Home DevOps Rolling Deployments Explained: Zero-Downtime Releases Done Right

Rolling Deployments Explained: Zero-Downtime Releases Done Right

In Plain English 🔥
Imagine a restaurant that wants to swap out every table with a fancier one. Instead of closing for the day, they replace one table at a time while customers keep eating. Some diners sit at the old tables, some at the new ones — but the restaurant never closes. That's a rolling deployment: you swap out old servers running old code for new ones, gradually, while real users keep getting served without ever seeing a 'down for maintenance' page.
⚡ Quick Answer
Imagine a restaurant that wants to swap out every table with a fancier one. Instead of closing for the day, they replace one table at a time while customers keep eating. Some diners sit at the old tables, some at the new ones — but the restaurant never closes. That's a rolling deployment: you swap out old servers running old code for new ones, gradually, while real users keep getting served without ever seeing a 'down for maintenance' page.

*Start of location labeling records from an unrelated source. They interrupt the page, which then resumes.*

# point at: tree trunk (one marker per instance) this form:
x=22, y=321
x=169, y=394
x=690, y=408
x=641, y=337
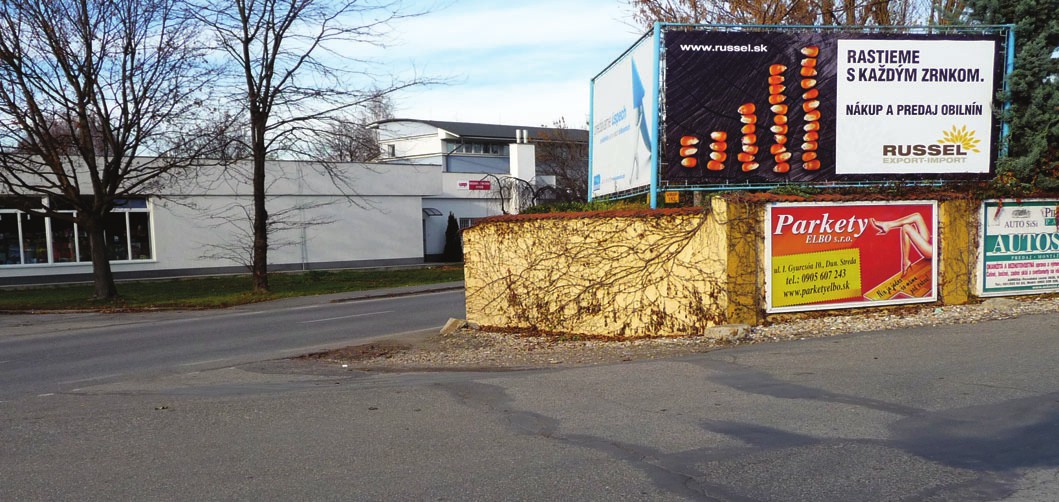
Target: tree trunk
x=259, y=264
x=103, y=279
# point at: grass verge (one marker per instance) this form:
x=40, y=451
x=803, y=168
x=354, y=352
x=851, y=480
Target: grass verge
x=220, y=291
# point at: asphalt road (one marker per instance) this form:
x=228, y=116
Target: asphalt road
x=948, y=413
x=61, y=353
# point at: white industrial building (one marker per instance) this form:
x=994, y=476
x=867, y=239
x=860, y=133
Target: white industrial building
x=393, y=212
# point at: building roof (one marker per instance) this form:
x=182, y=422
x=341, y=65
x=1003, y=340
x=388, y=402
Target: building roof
x=472, y=130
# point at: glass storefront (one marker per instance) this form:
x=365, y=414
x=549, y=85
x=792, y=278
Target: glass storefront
x=28, y=238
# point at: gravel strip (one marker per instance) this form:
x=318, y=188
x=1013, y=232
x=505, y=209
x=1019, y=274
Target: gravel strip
x=476, y=350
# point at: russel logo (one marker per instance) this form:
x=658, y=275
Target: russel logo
x=953, y=147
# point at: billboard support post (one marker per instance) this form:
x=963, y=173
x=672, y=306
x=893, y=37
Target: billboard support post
x=657, y=40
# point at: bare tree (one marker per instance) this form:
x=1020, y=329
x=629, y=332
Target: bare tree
x=94, y=96
x=799, y=12
x=348, y=139
x=291, y=70
x=563, y=153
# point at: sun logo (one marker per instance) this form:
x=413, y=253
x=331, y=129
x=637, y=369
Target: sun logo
x=961, y=137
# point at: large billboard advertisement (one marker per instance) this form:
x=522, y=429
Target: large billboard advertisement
x=624, y=122
x=841, y=255
x=806, y=107
x=1020, y=247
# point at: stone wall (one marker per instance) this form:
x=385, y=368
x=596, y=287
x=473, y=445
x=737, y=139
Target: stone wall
x=652, y=272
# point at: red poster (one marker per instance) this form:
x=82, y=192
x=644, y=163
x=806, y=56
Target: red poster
x=842, y=255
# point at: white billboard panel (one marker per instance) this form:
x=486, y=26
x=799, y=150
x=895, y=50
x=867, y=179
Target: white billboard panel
x=914, y=106
x=623, y=128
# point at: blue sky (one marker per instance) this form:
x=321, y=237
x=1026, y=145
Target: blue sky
x=507, y=61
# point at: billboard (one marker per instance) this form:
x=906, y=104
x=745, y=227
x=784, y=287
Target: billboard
x=810, y=107
x=624, y=122
x=843, y=255
x=1019, y=247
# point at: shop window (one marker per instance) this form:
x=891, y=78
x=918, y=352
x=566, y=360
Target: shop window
x=115, y=231
x=30, y=238
x=65, y=241
x=139, y=236
x=11, y=249
x=34, y=239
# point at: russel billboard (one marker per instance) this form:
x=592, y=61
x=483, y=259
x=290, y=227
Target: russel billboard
x=792, y=106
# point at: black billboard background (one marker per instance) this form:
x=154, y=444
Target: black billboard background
x=703, y=91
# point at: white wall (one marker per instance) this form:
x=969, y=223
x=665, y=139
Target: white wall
x=374, y=214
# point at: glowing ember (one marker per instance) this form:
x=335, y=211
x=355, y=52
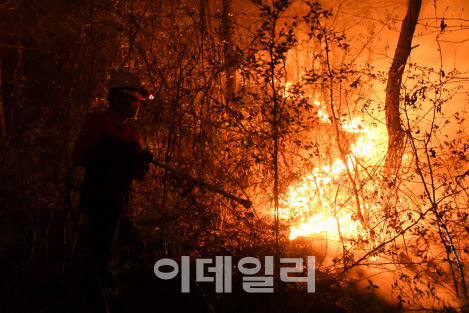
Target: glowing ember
x=321, y=202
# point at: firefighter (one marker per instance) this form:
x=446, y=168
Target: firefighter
x=110, y=151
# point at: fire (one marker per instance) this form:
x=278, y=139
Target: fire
x=320, y=203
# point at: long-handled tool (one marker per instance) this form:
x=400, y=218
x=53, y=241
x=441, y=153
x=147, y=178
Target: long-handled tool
x=197, y=181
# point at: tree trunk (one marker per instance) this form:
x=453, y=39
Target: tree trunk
x=228, y=48
x=3, y=133
x=395, y=131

Every time your team ships a new feature, there's a moment of genuine terror — the deployment window. In the old days, that meant taking your entire app offline at 2am on a Sunday, praying nothing breaks, and issuing a public apology if it does. For teams deploying multiple times a day, that approach simply doesn't scale. It's not just inconvenient; it's a business risk that your competitors have already solved.

Rolling deployments exist to eliminate that terror entirely. Instead of replacing your entire fleet of servers at once, you replace them in small batches. At any given moment, some instances are running the old version and some are running the new version. If something goes wrong with the new version, you've only exposed a fraction of your users to the problem — and you can halt the rollout immediately. The blast radius of a bad deploy shrinks from 'everyone is down' to 'a small percentage of requests hit the broken version for a few minutes'.

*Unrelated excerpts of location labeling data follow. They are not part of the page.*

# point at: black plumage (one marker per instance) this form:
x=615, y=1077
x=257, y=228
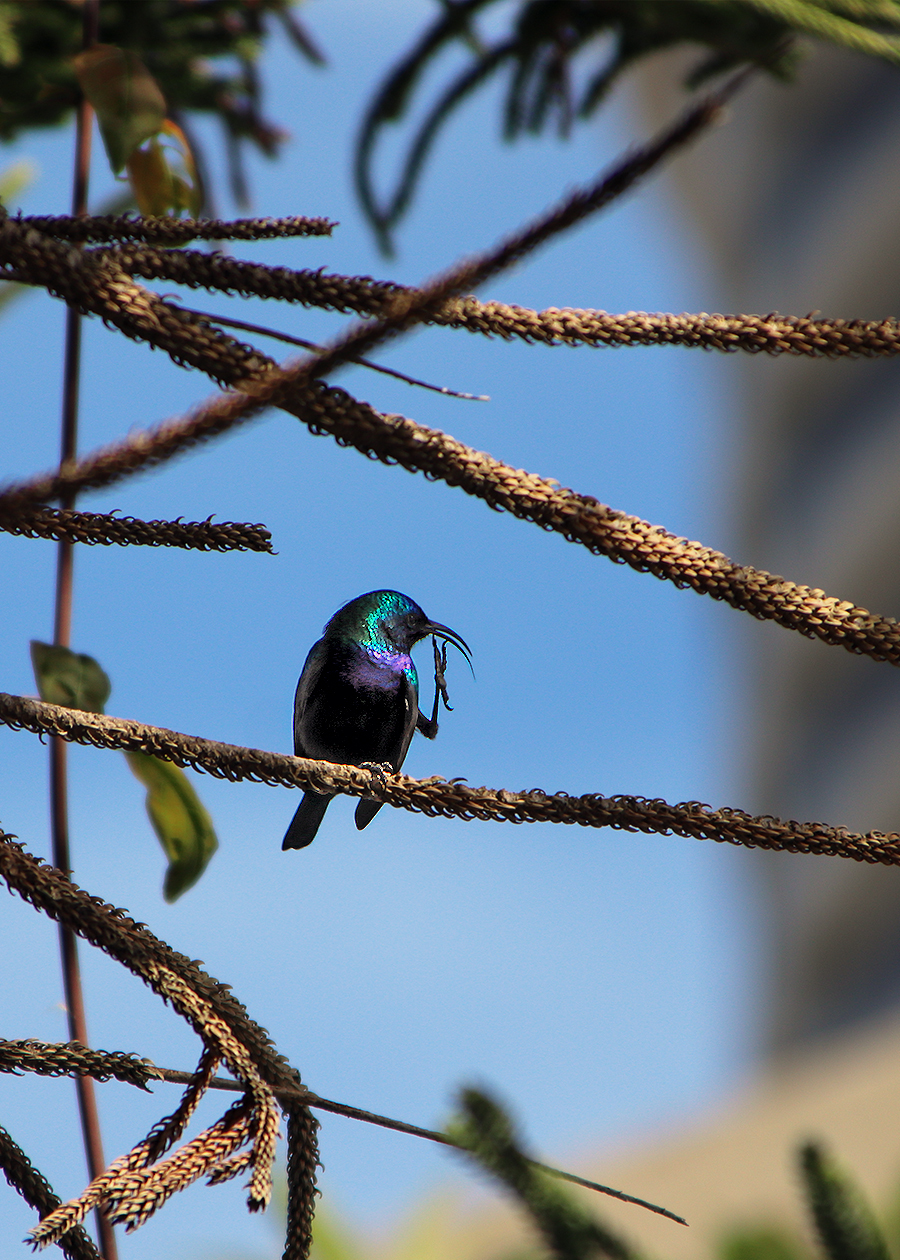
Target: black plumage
x=357, y=701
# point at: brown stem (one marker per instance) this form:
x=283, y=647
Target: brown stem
x=62, y=634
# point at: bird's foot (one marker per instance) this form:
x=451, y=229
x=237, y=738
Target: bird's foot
x=440, y=681
x=380, y=770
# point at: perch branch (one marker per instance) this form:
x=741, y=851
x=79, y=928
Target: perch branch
x=436, y=796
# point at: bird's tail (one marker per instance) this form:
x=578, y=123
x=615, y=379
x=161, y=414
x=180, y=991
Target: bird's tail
x=305, y=822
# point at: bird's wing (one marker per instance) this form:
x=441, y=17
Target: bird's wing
x=309, y=678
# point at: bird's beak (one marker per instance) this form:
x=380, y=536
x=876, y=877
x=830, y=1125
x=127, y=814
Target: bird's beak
x=439, y=631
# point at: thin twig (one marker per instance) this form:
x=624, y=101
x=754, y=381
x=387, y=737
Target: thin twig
x=72, y=985
x=354, y=1113
x=311, y=345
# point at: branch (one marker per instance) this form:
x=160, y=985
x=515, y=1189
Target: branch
x=396, y=440
x=105, y=290
x=170, y=231
x=38, y=1193
x=435, y=796
x=95, y=528
x=754, y=334
x=54, y=1060
x=136, y=1185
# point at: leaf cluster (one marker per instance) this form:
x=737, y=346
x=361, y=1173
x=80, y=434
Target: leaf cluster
x=561, y=58
x=203, y=57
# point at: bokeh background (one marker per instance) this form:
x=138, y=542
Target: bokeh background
x=608, y=987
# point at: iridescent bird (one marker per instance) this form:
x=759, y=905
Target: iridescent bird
x=357, y=701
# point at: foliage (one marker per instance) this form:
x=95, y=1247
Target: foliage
x=203, y=56
x=564, y=56
x=102, y=280
x=179, y=819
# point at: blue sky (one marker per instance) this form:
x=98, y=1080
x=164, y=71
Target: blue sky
x=604, y=984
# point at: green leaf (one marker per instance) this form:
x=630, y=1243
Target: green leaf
x=64, y=677
x=182, y=823
x=163, y=175
x=17, y=178
x=125, y=96
x=485, y=1132
x=845, y=1222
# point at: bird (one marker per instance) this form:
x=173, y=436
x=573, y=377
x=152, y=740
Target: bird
x=357, y=699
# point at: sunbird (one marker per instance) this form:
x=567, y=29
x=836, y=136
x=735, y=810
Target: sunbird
x=357, y=701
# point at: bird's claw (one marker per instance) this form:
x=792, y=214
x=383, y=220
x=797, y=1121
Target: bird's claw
x=378, y=770
x=440, y=665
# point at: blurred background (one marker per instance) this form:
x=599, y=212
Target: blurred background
x=671, y=1016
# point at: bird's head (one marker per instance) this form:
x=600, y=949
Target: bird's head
x=390, y=621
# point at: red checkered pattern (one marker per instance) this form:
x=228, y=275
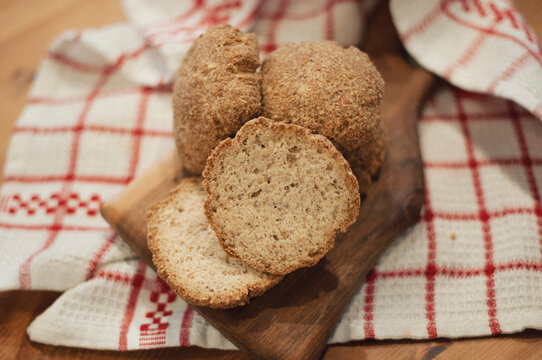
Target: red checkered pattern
x=100, y=113
x=479, y=45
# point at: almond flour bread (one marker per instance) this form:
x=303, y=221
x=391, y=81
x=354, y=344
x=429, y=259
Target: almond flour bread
x=189, y=258
x=277, y=195
x=333, y=91
x=216, y=91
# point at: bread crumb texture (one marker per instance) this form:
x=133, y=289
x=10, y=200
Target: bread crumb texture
x=277, y=195
x=217, y=90
x=189, y=258
x=333, y=91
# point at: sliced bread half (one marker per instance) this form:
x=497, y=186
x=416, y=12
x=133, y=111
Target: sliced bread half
x=189, y=258
x=277, y=195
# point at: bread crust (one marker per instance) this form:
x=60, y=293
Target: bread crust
x=320, y=141
x=160, y=259
x=217, y=90
x=333, y=91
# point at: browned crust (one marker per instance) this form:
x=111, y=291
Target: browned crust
x=346, y=109
x=318, y=140
x=160, y=257
x=217, y=90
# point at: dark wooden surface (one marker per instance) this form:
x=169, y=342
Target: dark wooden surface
x=294, y=319
x=27, y=29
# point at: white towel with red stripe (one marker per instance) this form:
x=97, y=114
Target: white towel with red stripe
x=99, y=113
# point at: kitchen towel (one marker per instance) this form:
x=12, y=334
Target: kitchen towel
x=99, y=113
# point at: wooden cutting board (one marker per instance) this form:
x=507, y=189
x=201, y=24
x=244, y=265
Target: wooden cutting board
x=294, y=319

By the end of this article you'll understand exactly how a rolling deployment works under the hood, how to configure one in Kubernetes and a CI/CD pipeline, what makes them fail silently, and how to make yours bulletproof. You'll also be able to explain the trade-offs confidently in a system design interview — because rolling deployments come up constantly.

How a Rolling Deployment Actually Works Step by Step

A rolling deployment works by treating your server fleet like a queue. You decide on two numbers: the maximum number of instances you're willing to take offline at once (maxUnavailable) and the maximum number of extra instances you'll spin up during the transition (maxSurge). The deployment controller — whether that's Kubernetes, ECS, or a custom script — then orchestrates a loop.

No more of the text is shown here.